Abdullah Avcı bilmecesi

1963 yılıydı. Kasımpaşa'nın o köhne ve ahşap yapılarından birinde doğmuştu. Abdullah Mucip Avcı.
Babası Muhsin Avcı ticaretle uğraşıyordu. Küçük Abdullah Liseye kadar okumuştu. Sanat lisesiydi. Ama onun kalbi başka bir sanatta, yani futboldaydı. Evleri Camialtı semtine yakın olduğu için bu takımın maçlarına giderdi. O zamanlar takımda oynayan bir futbolcu vardı. Fiziği yapılı ve uzundu. Fenerbahçe'nin transfer listesine girmişti.
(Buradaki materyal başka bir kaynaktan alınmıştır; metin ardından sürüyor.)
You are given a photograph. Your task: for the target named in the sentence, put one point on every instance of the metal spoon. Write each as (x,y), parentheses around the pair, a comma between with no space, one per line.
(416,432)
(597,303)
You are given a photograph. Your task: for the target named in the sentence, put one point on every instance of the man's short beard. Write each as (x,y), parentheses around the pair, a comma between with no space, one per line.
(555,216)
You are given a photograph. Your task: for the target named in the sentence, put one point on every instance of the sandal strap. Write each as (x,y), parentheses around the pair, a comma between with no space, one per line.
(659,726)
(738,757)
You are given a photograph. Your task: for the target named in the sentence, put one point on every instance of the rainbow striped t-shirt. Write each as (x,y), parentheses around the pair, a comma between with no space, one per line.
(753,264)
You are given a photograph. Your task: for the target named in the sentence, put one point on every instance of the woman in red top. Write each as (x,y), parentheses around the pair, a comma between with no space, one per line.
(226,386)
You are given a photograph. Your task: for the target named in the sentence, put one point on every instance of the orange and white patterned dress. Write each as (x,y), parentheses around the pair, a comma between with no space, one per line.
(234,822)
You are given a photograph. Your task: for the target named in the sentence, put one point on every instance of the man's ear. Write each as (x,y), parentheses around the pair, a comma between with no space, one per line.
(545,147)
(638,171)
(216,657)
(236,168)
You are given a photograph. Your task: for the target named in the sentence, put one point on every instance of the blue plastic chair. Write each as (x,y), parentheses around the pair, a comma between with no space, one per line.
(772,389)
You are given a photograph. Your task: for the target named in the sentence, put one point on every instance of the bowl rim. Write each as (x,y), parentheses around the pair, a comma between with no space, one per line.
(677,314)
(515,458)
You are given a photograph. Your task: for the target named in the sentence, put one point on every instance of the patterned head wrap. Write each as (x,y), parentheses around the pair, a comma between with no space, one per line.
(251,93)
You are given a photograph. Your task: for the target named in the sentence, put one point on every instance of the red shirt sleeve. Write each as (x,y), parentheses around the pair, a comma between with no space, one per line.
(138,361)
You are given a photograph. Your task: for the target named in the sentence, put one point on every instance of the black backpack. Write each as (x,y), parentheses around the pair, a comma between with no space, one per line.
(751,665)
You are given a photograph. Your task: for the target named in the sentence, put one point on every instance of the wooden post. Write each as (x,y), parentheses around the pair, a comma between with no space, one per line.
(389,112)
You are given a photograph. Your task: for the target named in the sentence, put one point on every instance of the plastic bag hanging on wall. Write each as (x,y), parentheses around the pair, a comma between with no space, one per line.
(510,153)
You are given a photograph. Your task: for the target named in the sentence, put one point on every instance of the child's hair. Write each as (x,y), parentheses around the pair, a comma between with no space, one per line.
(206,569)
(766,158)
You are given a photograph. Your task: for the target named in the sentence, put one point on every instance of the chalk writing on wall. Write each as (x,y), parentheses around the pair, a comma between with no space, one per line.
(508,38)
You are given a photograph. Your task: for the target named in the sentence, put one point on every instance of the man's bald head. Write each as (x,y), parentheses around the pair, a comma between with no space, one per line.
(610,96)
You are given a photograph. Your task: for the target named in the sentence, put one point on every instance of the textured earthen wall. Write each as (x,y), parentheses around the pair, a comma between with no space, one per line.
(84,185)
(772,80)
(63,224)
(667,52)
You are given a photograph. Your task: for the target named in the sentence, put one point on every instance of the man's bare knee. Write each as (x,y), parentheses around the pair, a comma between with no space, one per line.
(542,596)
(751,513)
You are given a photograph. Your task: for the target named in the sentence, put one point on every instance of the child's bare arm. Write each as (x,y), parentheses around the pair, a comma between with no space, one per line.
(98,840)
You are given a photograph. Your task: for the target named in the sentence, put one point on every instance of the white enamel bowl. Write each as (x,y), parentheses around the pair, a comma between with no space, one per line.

Bu futbolcunun ismi Recep Tayyip Erdoğan'dı. Abdullah Avcı bu futbolcuyu izleyerek büyüdü. Babası onu Vefa kulübüne götürdü. İki yıl sonra Fatih Karagümrük'e transfer oldu. 1987 yılında artık Rizespor oyuncusuydu. Bir sonraki sezon Bakırköy'de idi. Abdullah Avcı her sene takım değiştiriyor, Avcı'yı takip etmek bile zorlaşıyordu. 1989 'da mahallesine döndü. Yani Kasımpaşa'ya. Orada da fazla kaldı zannetmeyin. Bir yıl sonra Rizespor'a gitti. Sonra Kasımpaşa'ya döndü. Ardından da İstanbulspor'da buldu kendini. Abdullah Avcı o aralar evlendi. Ailesine düşkündü. Babası Muhsin beyden çok etkilenmişti. Tam bir aile babası olmuştu. Derken futbolu bıraktı. Futbol Federasyonundan lisansını da almıştı. İstanbulspor'da antrenörlüğe başlamıştı. 2003 senesinde İstanbulspor U21 takımının hocalığına getirildi. 2004 yılında birden Galatasaray alt yapısının başına geçirildi. Ama aniden gelen bir teklif yine Abdullah Mucip Avcı'nın dünyasını değiştirdi. Futbol Federasyonu U17 takımının hocalığını Abdullah Mucip Avcı'nın ellerine bıraktı. Orada başarılı oldu. 2011 'de 48 yaşında Milli takımın hocası tacıyla onurlandırıldı. Sistemi 4-2-3-1'di. Santrforsuz da oynatabiliyordu. İki sene Milli takımın başında kaldı. 8 mağlubiyet alınca Millî takımdan da ayrılmak zorunluluğu doğdu. Sonra önüne Göksel Gümüşdağ çıktı. Ona beş yıla yakın sürecek bir maceranın önünü açtı.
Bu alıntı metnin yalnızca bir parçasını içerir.